Avant que j'explose en larmes, que toutes mes frustrations dues au déménagement, à mes conneries d'ado, à l'absence de Liz, du centre, des enfants, ressortent, avant que je m'effondre, un bruit avait retenti. Un minuscule son, venant de la porte.
Je me souvins parfaitement. J'en ai toujours des poils dressés.
Je me souvins que Rosalie avait posé sa main sur mon épaule, et qu'elle l'avait pressée quand le bruit avait retenti. Elle est gentille. Elle voulait me rassurer.
Je me souvins qu'au moment où ça avait sonné, le match avait été remporté. Que Jasper avait étouffé un « oui! », je me souvins qu'Esmé avait jeté son tablier, qu'elle était sortie, avait donné la main à Carlisle, m'avait fixée en souriant, et en soufflant d'anxiété.
Que soudainement Rosalie s'était levée avec Jasper. Que j'étais encore assise, mais que brusquement moi aussi, j'ai rejoint Esmé, qui me tendait la main. Je l'ai doucement prise, une main douce et chaude, qui se tendait enfin vers moi.
Elle m'a pris par la taille, et serrée.
Carlisle a ouvert la porte.
Que deux personnes d'une beauté aussi rare que les Cullen me souriaient, tendant à Carlisle un bouquet de fleurs. Esmé les a fait rentrer, ils me fixaient toujours, j'ai piqué un fard, et j'ai regardé mes chaussures. Seulement, j'ai vu des pieds, dans des chaussures en cuir noir,et un pantalon noir, devant moi.

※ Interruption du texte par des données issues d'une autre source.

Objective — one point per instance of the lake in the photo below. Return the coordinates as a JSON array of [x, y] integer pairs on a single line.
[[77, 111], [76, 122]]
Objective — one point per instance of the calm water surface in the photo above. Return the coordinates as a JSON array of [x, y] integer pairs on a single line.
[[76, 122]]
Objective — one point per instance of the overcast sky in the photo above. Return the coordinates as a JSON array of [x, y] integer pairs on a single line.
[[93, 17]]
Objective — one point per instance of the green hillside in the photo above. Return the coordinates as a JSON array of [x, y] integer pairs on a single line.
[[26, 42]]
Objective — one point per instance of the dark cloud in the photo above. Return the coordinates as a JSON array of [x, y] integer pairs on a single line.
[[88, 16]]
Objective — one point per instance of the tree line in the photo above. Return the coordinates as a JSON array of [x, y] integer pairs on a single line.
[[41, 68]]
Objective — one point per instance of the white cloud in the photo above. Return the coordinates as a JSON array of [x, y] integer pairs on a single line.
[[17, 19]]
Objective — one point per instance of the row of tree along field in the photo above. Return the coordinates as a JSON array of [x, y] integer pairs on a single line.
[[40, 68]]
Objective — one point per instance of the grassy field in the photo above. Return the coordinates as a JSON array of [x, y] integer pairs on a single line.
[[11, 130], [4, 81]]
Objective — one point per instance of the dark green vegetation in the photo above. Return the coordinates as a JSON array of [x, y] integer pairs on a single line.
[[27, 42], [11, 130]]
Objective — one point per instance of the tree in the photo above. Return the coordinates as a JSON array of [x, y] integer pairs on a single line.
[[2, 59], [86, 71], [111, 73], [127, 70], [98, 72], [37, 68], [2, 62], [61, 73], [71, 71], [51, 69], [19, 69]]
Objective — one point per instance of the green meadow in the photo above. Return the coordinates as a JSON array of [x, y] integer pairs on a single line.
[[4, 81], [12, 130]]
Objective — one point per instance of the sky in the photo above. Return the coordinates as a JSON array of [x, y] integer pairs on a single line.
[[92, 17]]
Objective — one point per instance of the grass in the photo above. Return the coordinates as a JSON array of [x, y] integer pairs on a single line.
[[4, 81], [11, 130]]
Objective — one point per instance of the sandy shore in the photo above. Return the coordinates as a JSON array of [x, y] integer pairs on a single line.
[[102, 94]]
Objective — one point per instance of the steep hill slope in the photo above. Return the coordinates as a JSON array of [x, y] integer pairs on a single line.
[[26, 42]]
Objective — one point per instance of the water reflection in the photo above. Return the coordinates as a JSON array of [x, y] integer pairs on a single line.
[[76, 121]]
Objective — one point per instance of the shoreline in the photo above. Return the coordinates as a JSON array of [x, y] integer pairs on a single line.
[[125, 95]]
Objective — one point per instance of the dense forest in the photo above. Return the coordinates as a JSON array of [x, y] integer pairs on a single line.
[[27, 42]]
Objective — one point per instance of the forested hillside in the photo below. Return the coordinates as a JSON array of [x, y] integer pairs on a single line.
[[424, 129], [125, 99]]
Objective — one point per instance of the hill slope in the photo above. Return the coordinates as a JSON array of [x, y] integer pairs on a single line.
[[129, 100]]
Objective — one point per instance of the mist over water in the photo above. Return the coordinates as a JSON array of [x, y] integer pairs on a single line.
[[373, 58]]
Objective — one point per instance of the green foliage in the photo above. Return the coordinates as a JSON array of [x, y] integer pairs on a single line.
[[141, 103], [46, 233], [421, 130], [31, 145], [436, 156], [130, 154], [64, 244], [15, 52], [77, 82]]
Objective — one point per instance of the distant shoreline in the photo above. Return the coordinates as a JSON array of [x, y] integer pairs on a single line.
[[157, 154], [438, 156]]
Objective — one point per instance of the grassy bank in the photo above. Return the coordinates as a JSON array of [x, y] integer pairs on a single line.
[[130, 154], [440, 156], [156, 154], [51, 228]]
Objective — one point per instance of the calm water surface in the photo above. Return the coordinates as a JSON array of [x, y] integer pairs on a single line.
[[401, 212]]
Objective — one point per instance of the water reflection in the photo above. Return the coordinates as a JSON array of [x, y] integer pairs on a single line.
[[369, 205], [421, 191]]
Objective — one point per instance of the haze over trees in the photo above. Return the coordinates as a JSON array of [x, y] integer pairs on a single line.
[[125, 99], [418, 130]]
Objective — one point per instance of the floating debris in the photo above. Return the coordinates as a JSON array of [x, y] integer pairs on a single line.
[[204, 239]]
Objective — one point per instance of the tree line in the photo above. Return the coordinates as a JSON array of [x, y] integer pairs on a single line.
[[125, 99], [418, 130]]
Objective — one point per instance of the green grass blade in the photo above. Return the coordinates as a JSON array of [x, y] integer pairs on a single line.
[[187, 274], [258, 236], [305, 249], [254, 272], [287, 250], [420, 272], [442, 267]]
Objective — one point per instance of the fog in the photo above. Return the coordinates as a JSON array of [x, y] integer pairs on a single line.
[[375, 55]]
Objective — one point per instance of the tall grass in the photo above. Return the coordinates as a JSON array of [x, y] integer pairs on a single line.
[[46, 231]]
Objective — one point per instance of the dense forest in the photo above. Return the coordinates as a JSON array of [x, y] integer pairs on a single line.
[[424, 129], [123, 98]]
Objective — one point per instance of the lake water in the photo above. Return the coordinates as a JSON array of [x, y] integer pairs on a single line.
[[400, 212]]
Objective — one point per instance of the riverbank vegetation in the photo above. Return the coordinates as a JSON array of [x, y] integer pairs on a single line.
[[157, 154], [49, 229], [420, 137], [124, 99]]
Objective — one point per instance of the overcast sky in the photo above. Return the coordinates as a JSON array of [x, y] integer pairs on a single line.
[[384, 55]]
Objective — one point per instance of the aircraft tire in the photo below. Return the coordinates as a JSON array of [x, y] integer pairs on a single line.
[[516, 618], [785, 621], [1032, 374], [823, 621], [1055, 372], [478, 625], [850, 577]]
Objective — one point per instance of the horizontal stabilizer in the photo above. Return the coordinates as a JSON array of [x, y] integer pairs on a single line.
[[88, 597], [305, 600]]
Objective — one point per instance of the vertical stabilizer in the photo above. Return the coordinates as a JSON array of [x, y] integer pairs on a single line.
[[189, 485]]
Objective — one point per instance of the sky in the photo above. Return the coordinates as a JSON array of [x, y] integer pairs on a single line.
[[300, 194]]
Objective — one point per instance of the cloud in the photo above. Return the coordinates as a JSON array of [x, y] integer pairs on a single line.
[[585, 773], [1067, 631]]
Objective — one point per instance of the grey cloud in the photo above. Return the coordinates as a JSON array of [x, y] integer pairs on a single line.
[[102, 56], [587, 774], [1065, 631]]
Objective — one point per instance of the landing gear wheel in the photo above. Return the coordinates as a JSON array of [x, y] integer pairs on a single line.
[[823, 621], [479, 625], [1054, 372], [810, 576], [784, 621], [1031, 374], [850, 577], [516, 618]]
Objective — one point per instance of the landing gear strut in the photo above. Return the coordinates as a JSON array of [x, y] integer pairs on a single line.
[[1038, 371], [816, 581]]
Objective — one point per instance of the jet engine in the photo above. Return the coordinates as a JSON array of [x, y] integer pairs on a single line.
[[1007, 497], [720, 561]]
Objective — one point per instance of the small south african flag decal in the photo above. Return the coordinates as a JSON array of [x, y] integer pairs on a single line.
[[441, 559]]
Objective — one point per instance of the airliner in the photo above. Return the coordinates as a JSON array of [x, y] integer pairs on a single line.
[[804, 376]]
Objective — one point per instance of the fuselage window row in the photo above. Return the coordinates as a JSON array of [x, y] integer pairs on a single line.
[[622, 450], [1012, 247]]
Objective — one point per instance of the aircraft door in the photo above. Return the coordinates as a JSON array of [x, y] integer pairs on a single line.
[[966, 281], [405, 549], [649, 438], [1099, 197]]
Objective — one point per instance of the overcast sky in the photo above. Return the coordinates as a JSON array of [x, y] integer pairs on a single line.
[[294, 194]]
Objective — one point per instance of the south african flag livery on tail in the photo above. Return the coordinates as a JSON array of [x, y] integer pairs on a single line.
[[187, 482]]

J'ai lentement remonté ma tête, et je l'ai vu. Lui et ses cheveux cuivrés, ses traits angéliques.
Et là, à la même seconde, Carlisle a dit, avec une certaine émotion que je remarquais:
_Je vous présente Isabella, la nouvelle membre de notre famille.
Il m'a semblé, pendant une infime seconde, que le monde s'était écroulé sous mes pieds. En regardant Edward.